A single roost can be used by multiple males over the course of the night. But it’s unclear why bats share their roosts, or if there’s a dominance hierarchy that determines their performance order. Through her research, Collier hopes to understand how the bats attract a mate and what makes some individuals more irresistible to females.

To help decipher the species’ mating system, Collier has spent many sleepless nights in Pureora Forest Park, 78,000 ha of native forest in central North Island. About 80% of the bats in her field site have been fitted with Passive Integrated Transponder (PIT) tags, akin to the microchip inside a dog or cat. PIT-tag readers set up at the bats’ roost sites identify tagged individuals as they approach.

When Collier spots a male bat that she’d like to study, she constructs a harp net near his roost site in the fading hours of the evening. If the bat is obliging enough to be caught, Collier attaches to his back a small transmitter that sends regular body temperature measurements to a nearby data logger. Changes in body temperature, paired with audio of the males’ singing performance, can offer some clues about the energetic costs of attracting a mate. If the bats don’t visit their usual roosting sites, Collier can sometimes locate them by radio telemetry, using an aerial to hone in on their transmitter signals.

Collier, who has just finished her first field season, hopes that her data will shed some light on the species’ odd mating behaviour, and perhaps assist with its conservation, as well.

The short-tailed bat, once widespread across the country, is now listed as Vulnerable on the IUCN Red List, due to habitat clearance and predation by stoats and rats. As the remaining populations become more fragmented, it may be necessary to translocate bats to establish new populations or bolster existing ones. If this happens, understanding the species’ mating system will help researchers select high-quality individuals.

New Zealand has three native bat species, all of which are either extinct or in decline.

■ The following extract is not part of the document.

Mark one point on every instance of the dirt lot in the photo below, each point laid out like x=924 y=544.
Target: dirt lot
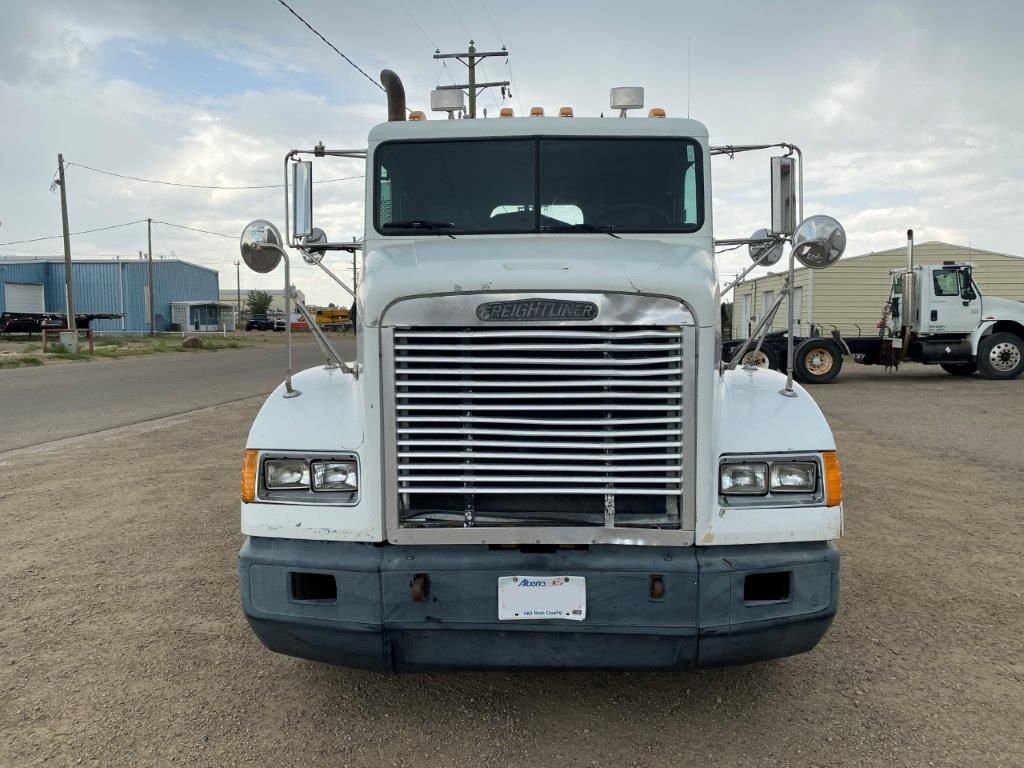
x=122 y=641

A closely related species, New Zealand's greater short-tailed bat (Mystacina robusta), was most likely driven to extinction by rat predation, and hasn’t been seen since 1967.

It’s easy to underestimate the importance of bats in the wild; most people rarely encounter them in their day to day lives. But these small mammals are key to a healthy ecosystem, serving as seed dispersers, pollinators and regulators of insect populations.

“They're also highly sensitive to a range of environmental stressors, including climate change, poor water quality, forest loss and fragmentation, and the presence of pesticides or other toxins,” says Collier. “Studying bats can thus provide us with early indicators of environmental disruption and help us to monitor its effects.”

Of course, this study species does have its pitfalls. Bats are faster and more mobile than your average researcher, who must chase their target by torchlight while negotiating streams and undergrowth. “Oh, and the fact that they're nocturnal,” says Collier. “Sleep quickly becomes a very precious commodity”.

Back on that lonely forest road, lugging kilograms of equipment across uneven ground, Collier briefly began to second-guess her entire project.

“I was trudging along,” she says, “wondering whether the university would pay for my eventual knee-replacement surgery and thinking evil thoughts about my field assistant — sleeping like a baby back at the house.

“But there were glow-worms lining the banks on either side of the road, and moreporks calling in the trees, and the Milky Way right overhead. Suddenly it didn't seem quite so bad”.